Answer:
The transformation that map line RS to line R"S" is " rotation of 180° about the origin, followed by a translation (x, y) → (x + 1, y + 1)" ⇒ B
Step-by-step explanation:
Let us revise some transformation
- If the point (x, y) rotated about the origin by angle 180° counterclockwise, then its image is (-x, -y) ⇒ R(180, O) (x, y) → (-x, -y)
- If the point (x, y) translated horizontally to the right by h units then its image is (x + h, y) ⇒ T (x, y) → (x + h, y)
- If the point (x, y) translated vertically up by k units then its image is (x, y + k) ⇒ T (x, y) → (x, y + k)
∵ The coordinates of the point R = (-2, 4)
∵ The coordinates of point R" = (3, -3)
→ Both coordinates in R" have opposite signs then R
∴ R rotated 180° about the origin ⇒ using the 1st rule above
∴ R' = (2, -4)
→ Find the difference between the x-coordinate of R" and x-coordinate
of R'
∵ xR" - xR' = 3 - 2 = 1
→ By using the 2nd rule above
∴ R' translated 1 unit to the right
→ Find the difference between the y-coordinate of R" and y-coordinate
of R'
∵ yR" - yR' = -3 - (-4) = -3 + 4 = 1
→ By using the 3rd rule above
∴ R' translated 1 unit up
∴ The rule of translation is T(x, y) ⇒ (x + 1, y + 1)
Let us use these 2 rules on S to find S"
∵ The coordinates of the point S = (-4, -1)

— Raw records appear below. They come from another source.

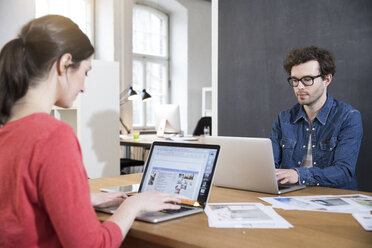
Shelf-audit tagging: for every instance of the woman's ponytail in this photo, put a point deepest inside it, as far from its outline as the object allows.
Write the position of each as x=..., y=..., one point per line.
x=14, y=80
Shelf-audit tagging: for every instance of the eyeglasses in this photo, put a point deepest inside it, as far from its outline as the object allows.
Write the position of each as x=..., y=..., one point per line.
x=307, y=80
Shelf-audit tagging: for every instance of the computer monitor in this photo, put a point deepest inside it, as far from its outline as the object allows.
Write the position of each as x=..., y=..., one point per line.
x=167, y=119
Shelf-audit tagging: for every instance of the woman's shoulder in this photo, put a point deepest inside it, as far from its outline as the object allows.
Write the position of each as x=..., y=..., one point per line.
x=40, y=125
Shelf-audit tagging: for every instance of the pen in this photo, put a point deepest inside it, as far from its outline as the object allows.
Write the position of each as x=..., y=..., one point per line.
x=183, y=201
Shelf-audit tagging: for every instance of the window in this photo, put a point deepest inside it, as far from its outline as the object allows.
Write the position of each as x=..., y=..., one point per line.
x=150, y=62
x=79, y=11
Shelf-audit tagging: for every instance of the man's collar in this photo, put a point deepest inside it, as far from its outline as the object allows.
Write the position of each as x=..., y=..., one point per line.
x=321, y=116
x=324, y=112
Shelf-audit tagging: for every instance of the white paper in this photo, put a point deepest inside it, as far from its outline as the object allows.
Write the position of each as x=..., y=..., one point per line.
x=243, y=215
x=354, y=203
x=365, y=220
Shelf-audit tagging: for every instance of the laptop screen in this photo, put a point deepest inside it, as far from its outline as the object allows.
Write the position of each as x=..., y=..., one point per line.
x=181, y=169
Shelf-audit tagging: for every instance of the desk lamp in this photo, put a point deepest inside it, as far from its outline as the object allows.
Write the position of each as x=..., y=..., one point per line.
x=130, y=94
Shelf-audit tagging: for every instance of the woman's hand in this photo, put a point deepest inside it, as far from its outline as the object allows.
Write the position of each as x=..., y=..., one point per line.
x=107, y=199
x=153, y=201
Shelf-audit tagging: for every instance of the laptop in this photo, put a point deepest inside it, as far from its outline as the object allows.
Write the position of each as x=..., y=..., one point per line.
x=184, y=169
x=248, y=164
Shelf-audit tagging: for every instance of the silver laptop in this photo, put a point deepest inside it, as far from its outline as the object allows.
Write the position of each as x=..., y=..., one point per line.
x=185, y=169
x=247, y=163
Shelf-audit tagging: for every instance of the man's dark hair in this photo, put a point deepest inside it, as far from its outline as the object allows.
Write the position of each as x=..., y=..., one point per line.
x=303, y=55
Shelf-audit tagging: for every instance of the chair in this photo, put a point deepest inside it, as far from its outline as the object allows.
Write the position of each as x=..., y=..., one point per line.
x=205, y=121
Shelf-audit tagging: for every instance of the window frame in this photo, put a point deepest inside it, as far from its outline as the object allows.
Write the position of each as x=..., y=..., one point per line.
x=146, y=58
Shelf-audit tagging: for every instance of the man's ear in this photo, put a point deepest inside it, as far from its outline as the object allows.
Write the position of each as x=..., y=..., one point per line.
x=327, y=79
x=63, y=62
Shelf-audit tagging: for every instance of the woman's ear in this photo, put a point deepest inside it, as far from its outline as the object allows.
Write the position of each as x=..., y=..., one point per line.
x=63, y=63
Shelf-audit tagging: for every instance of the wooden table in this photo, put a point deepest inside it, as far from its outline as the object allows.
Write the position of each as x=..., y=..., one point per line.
x=311, y=229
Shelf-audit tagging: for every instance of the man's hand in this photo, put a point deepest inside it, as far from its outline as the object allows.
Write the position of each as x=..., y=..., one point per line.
x=286, y=176
x=107, y=199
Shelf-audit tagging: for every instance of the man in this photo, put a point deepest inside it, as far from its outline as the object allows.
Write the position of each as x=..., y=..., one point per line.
x=317, y=141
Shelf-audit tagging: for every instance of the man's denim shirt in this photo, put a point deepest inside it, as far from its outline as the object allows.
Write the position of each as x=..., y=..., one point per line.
x=336, y=135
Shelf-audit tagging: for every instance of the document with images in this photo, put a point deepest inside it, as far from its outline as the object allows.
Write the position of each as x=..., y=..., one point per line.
x=365, y=220
x=244, y=215
x=353, y=203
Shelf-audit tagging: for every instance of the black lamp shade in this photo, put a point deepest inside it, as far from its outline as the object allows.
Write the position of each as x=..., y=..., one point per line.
x=132, y=94
x=145, y=96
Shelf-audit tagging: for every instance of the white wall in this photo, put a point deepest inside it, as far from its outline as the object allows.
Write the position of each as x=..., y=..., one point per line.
x=13, y=15
x=99, y=120
x=199, y=56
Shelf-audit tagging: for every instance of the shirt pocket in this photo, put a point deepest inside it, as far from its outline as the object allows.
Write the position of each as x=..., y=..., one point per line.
x=327, y=148
x=287, y=146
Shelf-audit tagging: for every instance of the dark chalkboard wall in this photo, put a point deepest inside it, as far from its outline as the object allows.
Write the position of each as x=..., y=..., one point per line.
x=254, y=38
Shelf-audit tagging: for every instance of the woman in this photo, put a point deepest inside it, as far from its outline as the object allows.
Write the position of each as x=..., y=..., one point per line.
x=44, y=191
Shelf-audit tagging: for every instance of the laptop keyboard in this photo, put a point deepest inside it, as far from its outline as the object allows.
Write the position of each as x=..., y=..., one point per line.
x=172, y=211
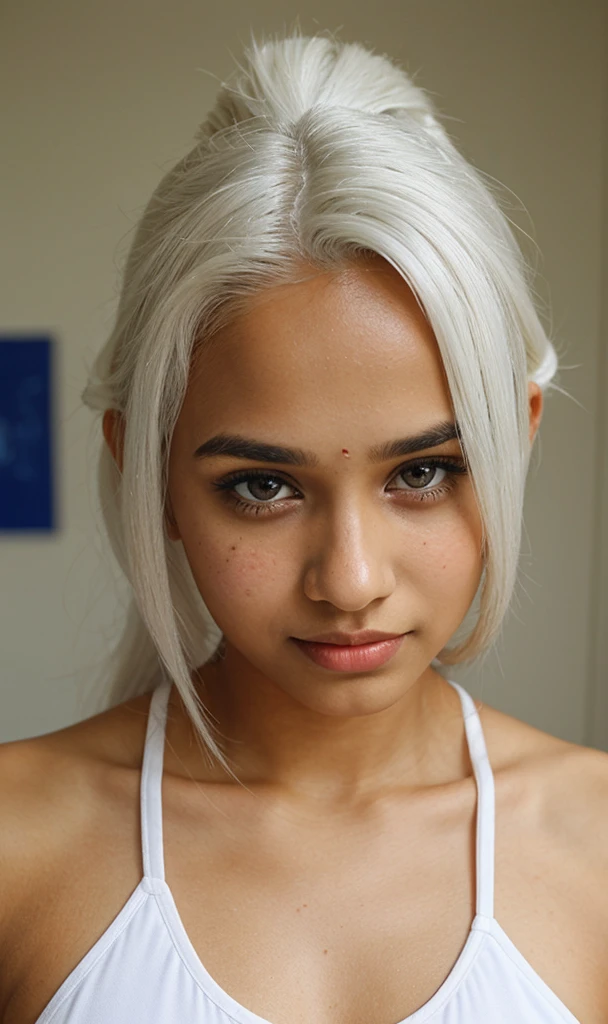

∵ S is rotated 180° around the origin
→ By using the 1st rule above, opposite the signs of its coordinates
∴ S' = (4, 1)
∵ S' translated 1 unit right
→ By using the 2nd rule above, add its x-coordinate by 1
∵ S' translated 1 unit up
→ By using the 3rd rule above, add its y-coordinate by 1
∴ S" = (4 + 1, 1 + 1)
∴ S" = (5,2)
→ That means the rules of transformation of point R is right
The transformation that map line RS to line R"S" is " rotation of 180° about the origin, followed by a translation (x, y) → (x + 1, y + 1)"